Death On The Nile (2022)
Sometimes you're just in the right mood for something like this. Having just got back from a rather dour and uneventful short film festival, full to the brim of self-indulgent indie arthouse efforts with no budget, to be presented with this a couple of days before the Disney+ release on the 30th, I had to say I was, if not thrilled, at least confidently relieved.
This new visit to the much-loved Agatha Christie murder mystery is everything that struggling independent film-makers are not. This is hugely rich, monied to the point distastefulness, bursting at the seams with recognisable and experienced talent, jobs for hundreds instead of maybe as few as one. This comes with high expectations, whereas maybe the lowly indie short, does not.
I did have trouble believing Russell Brand pretending to be anything other than he usually pretends to be in his every day life. The stretch to imagine he was a medical Doctor, with sensible hair and everything, was just too much to be permissible. The inclusion of French and Saunders was something of a curiosity, neither being too well known for anything other than accomplished comedy that this never is, even if it tries.

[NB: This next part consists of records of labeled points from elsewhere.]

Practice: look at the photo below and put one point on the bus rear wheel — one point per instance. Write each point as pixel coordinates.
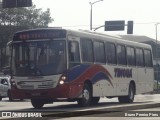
(130, 97)
(37, 103)
(95, 100)
(86, 96)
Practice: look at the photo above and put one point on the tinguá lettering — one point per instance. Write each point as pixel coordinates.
(122, 72)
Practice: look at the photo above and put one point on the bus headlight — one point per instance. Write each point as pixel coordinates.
(62, 79)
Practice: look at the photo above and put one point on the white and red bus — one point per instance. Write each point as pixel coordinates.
(49, 65)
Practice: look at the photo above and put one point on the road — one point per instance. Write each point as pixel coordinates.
(106, 108)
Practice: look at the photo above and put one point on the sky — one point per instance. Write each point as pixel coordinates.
(75, 14)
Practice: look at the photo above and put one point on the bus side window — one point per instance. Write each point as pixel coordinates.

There is an almost perceptible chasm between the actors and most everyone else here. Stand out performances from the likes of Branagh, Mackey and Bening, for example, have the authoritative stamp of thespian surety running through them, whereas everyone else on the boat is just treading water and hoping not to drown. Some cope better than others.

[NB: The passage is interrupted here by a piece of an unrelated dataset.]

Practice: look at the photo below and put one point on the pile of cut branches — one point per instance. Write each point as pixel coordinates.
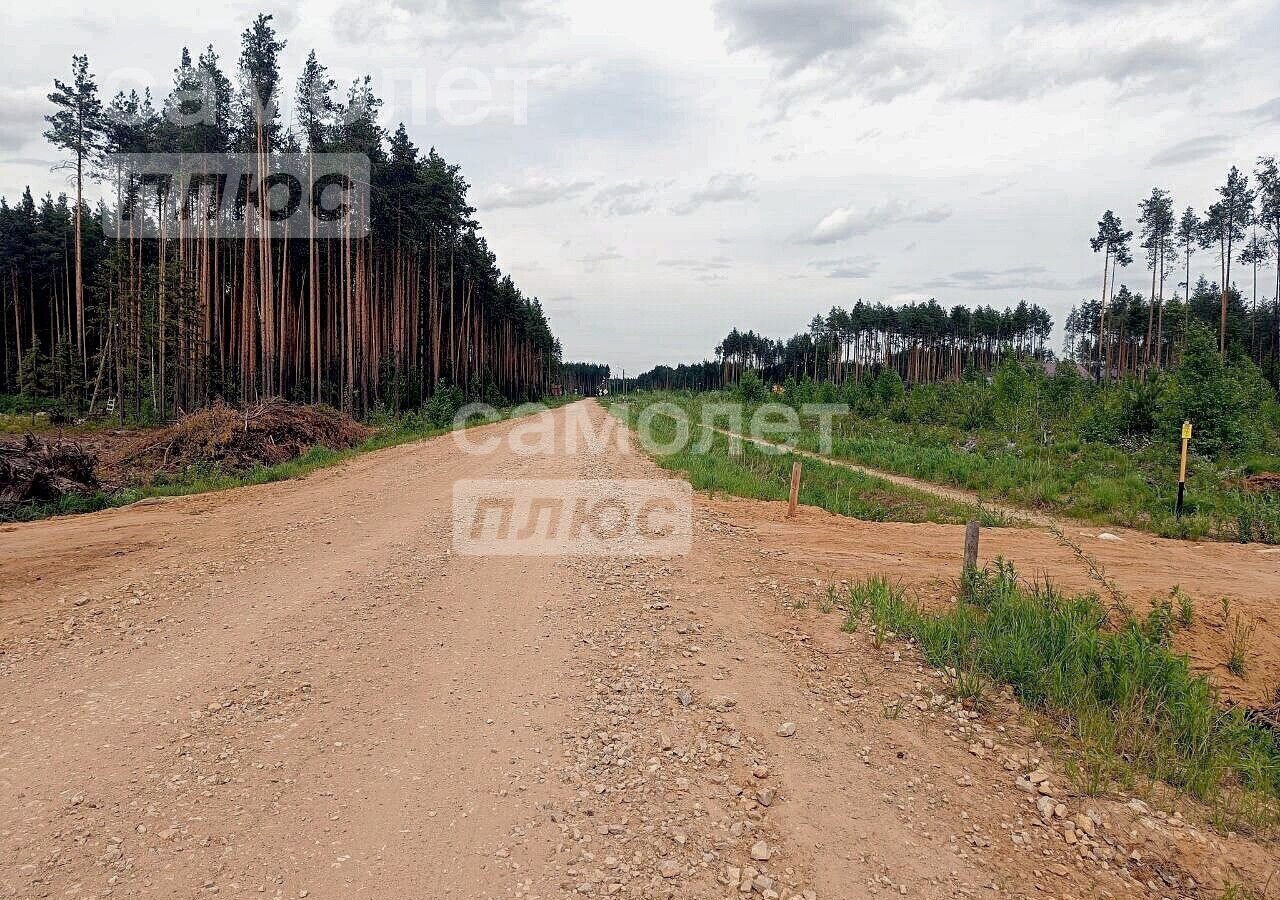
(1262, 482)
(40, 470)
(241, 439)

The scenes are undeniably sumptuous and bristling with abundance everywhere you look. I was wistfully reminded of previous trips to Egypt with Brendan Fraser, Rachel Weisz, Harrison Ford. Even Roger Moore. No expense has been spared to make the experience look less than authentic and the cinematography was everything you expect a multi-multimillion dollar project would provide.
In all, an effort that underwhelms for a number of reasons, which is so unfortunate as I really wanted to love being taken back to the wonder of Hercule Poirot again, even after the recent Orient Express also failed to deliver as fully as we might have liked.